Álvaro Hauschild - Patriotismo versus Economicismo

por Álvaro Hauschild



Dentro de um modelo capitalista e em prol dele, a educação das crianças se baseia nesta máxima: cada um cuida e usufrui do que é seu. Em um modelo materialmente socialista cabe uma máxima não tão diferente: cada um cuida e usufrui da parte que lhe é dada. Em ambos, como se vê, temos um fundamento e princípio economicista, a partir do que todas as atividades e modos de vida das pessoas se dão. Este princípio economicista regula todas as teorias e modos de pensar e de viver: tudo que o contradiz é condenado pelos governantes e intelectuais e ignorado pelo povo, muitas vezes às algazarras.

É desde o economicismo que alcançamos, tanto no capitalismo como no socialismo (que curioso!), a ideia equivocada de "indivíduo"; pois é ele a célula da sociedade, são suas inclinações, seus desejos e ambições materialistas que dão lógica e motor à sociedade como um todo. A lei é usufruir, usar e abusar daquilo que lhe cabe do modo que lhe convir, com único fim de satisfazer seus desejos mais imediatos. É aí que surge o egoísmo, a competição dos prazeres, o desrespeito e a falta de consideração para com o outro - e com isso tudo que não for da esfera individual é rechaçado, tudo que não for materialmente (ou psicologicamente, o que dá no mesmo) útil, esta palavrinha mágica, tudo o que não for útil é excluído, perde seu valor existencial. Assim, a esfera pública (e a natureza), não servindo de nada para a satisfação imediata do indivíduo, deixa de existir para o povo: aparecendo como um "espaço extra", serve para lá se jogar tudo o que na propriedade individual causa desconforto; então o lixo é jogado das janelas das casas e dos carros nas ruas, monumentos servem para o divertimento de pixadores, e aparece o fenômeno da feificação da sociedade.

Essa feificação, porém, toma proporções quiméricas, e acaba por dominar todos os setores da sociedade, ou seja, acaba por dominar todos os ambientes onde o indivíduo vive. A vida individual se torna um inferno e, sem se dar conta do motivo, covarde do jeito que é, desconta sua raiva justamente na esfera pública: música alta, xingamentos, brigas e empurrões em filas e transporte público, e assim por diante. O indivíduo sabe que não será penalizado gravemente porque não extrapolou a propriedade de alguém - e a propriedade é um mantra do economicismo.
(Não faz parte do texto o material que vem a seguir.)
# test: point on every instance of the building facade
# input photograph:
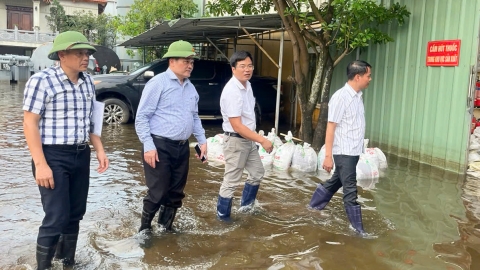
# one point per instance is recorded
(23, 25)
No economicismo, a regra, como dissemos já, é o indivíduo usufruir do que lhe cabe, satisfazer os desejos imediatos. Desse modo, a natureza, o mundo, com sua riqueza de florestas e rios, fauna e flora em geral, tudo isso deixa de ser algo vivo, digno de valor, para se transformar em ferramentas dos desejos individuais. Mais do que isso: o próprio homem, cuja existência é conjunta com a da natureza, se maquiniza, e sua saúde e seus pensamentos passam a obedecer unicamente os desejos; os livros são lidos unicamente para entreter, as ciências naturais perdem sua posição para as engenharias, a metafísica para a ética, o aprendizado para a recreação. Tudo isso força, na esfera pública, uma necessidade de satisfação material, dos sentidos, que bloqueia e expulsa a naturalidade da vida humana; e ao distanciar o homem da natureza, não está a utilizando para fins realmente satisfatórios, quando estes fins significam as satisfações dos desejos sensoriais, mas, pelo contrário, isola o próprio homem na sua imperfeita e incompleta individualidade. Esse modo de ver o mundo e o homem feifica a existência, tira dela todo o valor que contém em si, e acaba gerando, apesar do seu objetivo, justamente o oposto do que deseja: a insatisfação geral.
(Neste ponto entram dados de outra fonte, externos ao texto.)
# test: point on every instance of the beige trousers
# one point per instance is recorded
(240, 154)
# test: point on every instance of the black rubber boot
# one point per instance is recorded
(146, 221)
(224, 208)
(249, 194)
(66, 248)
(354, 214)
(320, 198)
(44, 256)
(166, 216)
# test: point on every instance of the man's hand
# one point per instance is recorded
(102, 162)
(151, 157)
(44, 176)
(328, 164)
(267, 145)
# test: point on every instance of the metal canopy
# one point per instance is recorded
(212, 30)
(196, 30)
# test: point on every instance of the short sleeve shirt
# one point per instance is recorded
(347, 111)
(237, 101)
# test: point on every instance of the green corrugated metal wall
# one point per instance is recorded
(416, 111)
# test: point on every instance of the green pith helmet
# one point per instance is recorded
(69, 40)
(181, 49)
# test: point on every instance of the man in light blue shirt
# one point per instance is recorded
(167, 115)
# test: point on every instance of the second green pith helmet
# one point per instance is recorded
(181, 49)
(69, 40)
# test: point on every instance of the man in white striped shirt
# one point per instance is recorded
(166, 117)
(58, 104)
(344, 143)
Então o homem é visto como mau, a sociedade como má, o mundo como um erro, a existência como um castigo, o que gera no povo a reivindicação para reformas: leis em cima de leis são feitas, é dado ainda mais poder e "liberdade" ao indivíduo, o que acaba sempre piorando e agravando ainda mais a situação. Em meio a isso, ideologismos cada vez mais bizarros aparecem, os modos artificiais e antinaturais de vida se proliferam: o homossexualismo, o feminismo, o protestantismo, o ateísmo; junto com isso se dividem em cismas o próprio capitalismo e o socialismo, em múltiplas opiniões sem fundamento, que gritam no escuro em busca de salvação geral. Conforme as coisas pioram, o sistema político vai se tornando cada vez mais complexo e, portanto, burocrático - assim como teme a realidade nua e crua da condição física e espiritual do homem, o povo teme a "invasão" da individualidade, obrigando o sistema político se tornar complicado o bastante para que não hajam "tiranos"; assim, o sistema político acaba agravando e perpetuando a situação economicista, impedindo qualquer um de meios para mudá-la.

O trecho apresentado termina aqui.